The CDC has issued the following advice for those who have been diagnosed with COVID-19 and have pets in their home:
“When possible, have another member of your household care for your animals while you are sick…avoid contact with your pet, including petting, snuggling, being kissed or licked, and sharing food. If you must care for your pet or be around animals while you are sick, wash your hands before and after you interact with pets and wear a facemask.”
Do we need to take any specific precautionary measures to protect our dogs?
Although the risk to animals appears to be low at this stage, the situation is rapidly evolving.
Good hygiene practices – such as disinfecting frequently used surfaces, washing your hands regularly and making sure your dog’s food and water bowls are properly cleaned – should be observed.
If you are concerned at the prospect of self-quarantining and want to be ultra-prepared, it may also be prudent to stock up on your dog’s food.
What if my dog shows signs of sickness?
Bearing in mind the statements from global health organizations on the lack of evidence of animals contracting the virus, or falling sick as a result of it – you should use your usual discretion when it comes to the health of your dog.
As a starting point, we recommend speaking to your usual veterinarian who will be in the best position to help you. A test is available to see if your pet has COVID-19, although its availability will vary from area to area.

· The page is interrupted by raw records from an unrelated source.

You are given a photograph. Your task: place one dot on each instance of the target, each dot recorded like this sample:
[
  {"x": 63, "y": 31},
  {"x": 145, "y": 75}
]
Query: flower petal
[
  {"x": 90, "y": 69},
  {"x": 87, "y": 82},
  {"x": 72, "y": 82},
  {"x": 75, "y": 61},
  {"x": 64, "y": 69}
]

There is no vaccine for COVID-19 for either humans or canines at this time. Although dogs are vaccinated for canine coronavirus as puppies, this does not provide immunity for COVID-19.
If I am working from home and will be around my dog more than usual, should I take extra precautions?

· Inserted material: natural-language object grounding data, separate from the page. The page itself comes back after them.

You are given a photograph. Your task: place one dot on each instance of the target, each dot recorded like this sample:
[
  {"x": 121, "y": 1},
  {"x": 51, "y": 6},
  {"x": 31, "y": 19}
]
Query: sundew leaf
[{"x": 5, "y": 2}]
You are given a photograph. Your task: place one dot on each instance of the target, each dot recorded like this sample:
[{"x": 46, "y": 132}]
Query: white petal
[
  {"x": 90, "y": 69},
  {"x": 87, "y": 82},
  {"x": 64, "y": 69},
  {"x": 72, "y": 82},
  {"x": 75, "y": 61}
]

Unless you are displaying symptoms of COVID-19, or have been diagnosed with the coronavirus, you do not need to take any special precautions to protect your dog at your home.
Should I still visit public places - such as zoos, dog parks or rescue shelters?

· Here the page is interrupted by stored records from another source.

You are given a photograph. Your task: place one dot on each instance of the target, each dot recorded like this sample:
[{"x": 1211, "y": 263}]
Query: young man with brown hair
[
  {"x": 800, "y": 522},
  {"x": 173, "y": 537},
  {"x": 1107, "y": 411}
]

You should make yourself aware of any federal, state or local restrictions on mass gatherings – for example, New York has instructed gatherings of 500 people or more to be postponed or canceled until further notice.
Some zoos will make their own decisions on closures. For example, the Smithsonian’s National Zoo has announced a temporary closure to the public from Saturday, March 14. If you intend to visit a zoo in your area, check ahead before making the trip.
At dog parks and rescue shelters, it is wise to exercise caution, although there is currently no formal guidance prohibiting your visit. As previously advised, you should wash your hands regularly before touching common surfaces, avoiding touching your face, and cover your nose or mouth when sneezing or coughing.
Does my dog need to wear a face mask to protect it from COVID-19?
No, absolutely not. Ignore the Instagrammers and other social media posts which may indicate otherwise. A face mask may not protect your pet from disease transmission, and could lead to breathing difficulties.
Although COVID-19 is clearly a serious public health matter, at this point, there is little evidence that it can seriously harm our dogs.
Whilst there is no need to panic, we should also be sensible and cautious in our approach to tackling the coronavirus and playing our part to ensure we limit its spread as much as possible.
Out of an abundance of caution, we recommend the following steps (and these are great points to follow, whether you have a dog or not)
- Regular hand washing, with soap and water, for at least 20 seconds
- Use a tissue to cover your nose or mouth when you sneeze or cough – and then dispose of the tissue
- Avoid touching your eyes, nose and mouth
- Refrain from handshakes
- Clean and disinfect objects and surfaces which are used on a regular basis
- If you experience symptoms of COVID-19 – such as a fever, a cough or shortness of breath – contact your healthcare provider. Stay home and self-quarantine if necessary.
Together, we can all play our part to flatten the curve. This will help to prevent the spread of COVID-19 – to humans and canines alike.